How Much to Water

The answer to how much to water is ... it depends. Weather, sun exposure, slope, soil conditions and, most specifically, irrigation equipment affect how much to water. Sprinklers dispense water at very different rates. Learn more at a Water Wiser workshop with an opportunity to ask questions of our irrigation and conservation specialists.

  • Use the Run-Time Calculator to calculate a good estimate of how much water your landscape needs. This calculator uses our local, area weather stations. Keep in mind this is only an estimate, and a good place to start. You’ll need to monitor and adjust as needed. You may need to increase or decrease this estimate based on your observations.
  • Check your lawn by simply walking across it. If it springs back, the lawn does not need water. Another trick is to stick a screwdriver into the soil. If it is difficult to push in, the lawn probably needs water.
  • A good rule of thumb for turf grass is to water no more than 1.5 inches per week when the temperature is over 85 degrees. However, many yards now have a Texas Hybrid Bluegrass which uses 1/3 less water. Use a little less. If plants become dry and brittle, add a little more.
  • High traffic areas (from play and pets) and sunny spots will require more water than areas in the shade. For best results these areas should be on separate zones so they can be adjusted independently.
  • Cycle and soak, or watering in a quick series of short cycles, reduces runoff and more efficiently fills the root zone. This type of irrigation method is especially important for slopes and areas with clay soil. You’ll want to run each zone of irrigation and note how long it takes for ponding, pooling, or runoff to occur. When setting the controller, stop watering before you reach this point. Repeat as needed, with approximately 30 minutes between cycles, until the desired amount of water has been applied.
  • Replacing some turf areas with low-water-use plants and ornamental grasses adds variety to your yard and requires less water. Attend a ColoradoScape Design workshop to learn how. 

Calculating ET

The science behind how much to water!8 a.m. to 8 p.m. graph with wind, humidity, temperature and solar intensity

ET stands for evapotranspiration and is a measurement of the loss of moisture in the landscape through evaporation from the soil and transpiration from plant leaf surfaces. It is provided in inches per day. ET is determined by the following four factors:

  • Solar radiation
    Length of daylight hours and intensity of sun. Longer daylight hours, such as during the summer season, with little or no cloud cover increases water loss.
  • Temperature
    Higher temperatures result in higher water loss.
  • Wind
    Stronger winds result in higher water loss.
  • Humidity
    Lower humidity results in higher water loss.

Precipitation only replaces water lost and reduces the need for supplemental irrigation. Other factors, such as slope, soil conditions, and exposure must be considered when determining how much water to apply. 

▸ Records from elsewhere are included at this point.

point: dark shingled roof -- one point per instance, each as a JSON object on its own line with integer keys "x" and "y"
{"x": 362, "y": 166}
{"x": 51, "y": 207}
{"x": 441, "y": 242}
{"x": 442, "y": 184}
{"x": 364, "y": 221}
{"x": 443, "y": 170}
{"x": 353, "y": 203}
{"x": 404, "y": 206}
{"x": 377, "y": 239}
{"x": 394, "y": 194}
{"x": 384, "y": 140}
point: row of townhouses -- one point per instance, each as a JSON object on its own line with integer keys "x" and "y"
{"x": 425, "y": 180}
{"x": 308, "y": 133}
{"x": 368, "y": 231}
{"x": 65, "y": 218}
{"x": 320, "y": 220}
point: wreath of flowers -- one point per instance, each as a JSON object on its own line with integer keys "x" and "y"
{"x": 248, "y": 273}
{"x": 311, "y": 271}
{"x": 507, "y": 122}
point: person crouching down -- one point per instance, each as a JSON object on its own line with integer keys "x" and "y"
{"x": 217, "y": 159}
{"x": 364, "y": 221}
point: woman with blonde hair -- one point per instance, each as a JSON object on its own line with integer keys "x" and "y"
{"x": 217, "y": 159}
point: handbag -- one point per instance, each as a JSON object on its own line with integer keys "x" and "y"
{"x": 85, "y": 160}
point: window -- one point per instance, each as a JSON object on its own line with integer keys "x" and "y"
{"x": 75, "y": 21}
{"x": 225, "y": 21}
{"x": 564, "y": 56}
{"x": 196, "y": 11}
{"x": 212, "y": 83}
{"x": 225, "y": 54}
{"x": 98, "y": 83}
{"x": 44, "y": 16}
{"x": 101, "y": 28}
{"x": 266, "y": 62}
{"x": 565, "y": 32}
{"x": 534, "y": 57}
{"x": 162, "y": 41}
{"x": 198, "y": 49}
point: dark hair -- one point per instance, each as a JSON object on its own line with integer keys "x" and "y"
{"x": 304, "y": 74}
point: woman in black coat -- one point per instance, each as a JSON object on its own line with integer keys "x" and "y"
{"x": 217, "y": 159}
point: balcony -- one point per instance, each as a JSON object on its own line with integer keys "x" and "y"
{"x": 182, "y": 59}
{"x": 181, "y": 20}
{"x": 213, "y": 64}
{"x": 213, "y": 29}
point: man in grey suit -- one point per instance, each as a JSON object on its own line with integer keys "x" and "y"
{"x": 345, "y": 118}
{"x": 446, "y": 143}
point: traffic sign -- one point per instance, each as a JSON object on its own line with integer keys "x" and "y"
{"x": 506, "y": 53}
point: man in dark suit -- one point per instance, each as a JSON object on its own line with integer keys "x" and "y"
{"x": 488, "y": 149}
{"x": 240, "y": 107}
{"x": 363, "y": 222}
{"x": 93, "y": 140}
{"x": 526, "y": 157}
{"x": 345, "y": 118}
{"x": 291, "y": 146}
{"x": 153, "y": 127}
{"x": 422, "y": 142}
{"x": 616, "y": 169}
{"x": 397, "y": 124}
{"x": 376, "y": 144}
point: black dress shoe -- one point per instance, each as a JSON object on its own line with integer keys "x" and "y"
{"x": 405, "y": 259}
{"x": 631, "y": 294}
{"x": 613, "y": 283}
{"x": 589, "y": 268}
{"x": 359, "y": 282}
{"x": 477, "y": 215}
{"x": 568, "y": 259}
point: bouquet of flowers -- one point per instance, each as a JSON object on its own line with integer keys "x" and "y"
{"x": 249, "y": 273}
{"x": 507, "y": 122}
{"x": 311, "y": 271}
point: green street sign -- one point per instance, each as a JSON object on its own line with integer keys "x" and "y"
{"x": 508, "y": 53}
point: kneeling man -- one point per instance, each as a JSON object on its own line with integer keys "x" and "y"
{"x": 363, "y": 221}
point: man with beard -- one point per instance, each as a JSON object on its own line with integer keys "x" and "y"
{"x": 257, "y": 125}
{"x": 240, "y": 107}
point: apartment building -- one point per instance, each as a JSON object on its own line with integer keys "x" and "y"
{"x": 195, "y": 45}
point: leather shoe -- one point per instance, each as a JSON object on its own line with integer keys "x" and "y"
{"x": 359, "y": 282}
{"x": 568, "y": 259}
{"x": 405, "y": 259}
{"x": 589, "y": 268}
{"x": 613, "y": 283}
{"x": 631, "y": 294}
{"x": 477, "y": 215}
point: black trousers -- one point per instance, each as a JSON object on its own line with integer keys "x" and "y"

Determining how much water to apply

For a typical residential landscape, add together all the ET values since you last watered - check out the historical data from our weather stations. For typical turf areas, multiply the total by 75%. This is the amount, in inches, that should be applied to nourish plants. For more native xeric areas, multiply the total by a much lower percentage.  Assuming the plants are established, start with 25% and adjust as needed based on your own site specific observations.

This ET value is standardized for an average cool season turf grass, such as Kentucky Bluegrass or a fescue blend. Many newer lawns are Texas Hybrid Bluegrass, that require 1/3 less water. There are also many warm season grasses like Buffalo Grass or Blue Grama Grass requiring even less.

Trees, shrubs, alternative turf types, and especially xeric plants may require significantly less water than the ET factor calculates. The key is to start small and work your way up. Let the plants tell you when they need water. All plants will show signs of stress. With native, xeric plants, too much water can be more harmful than too little water.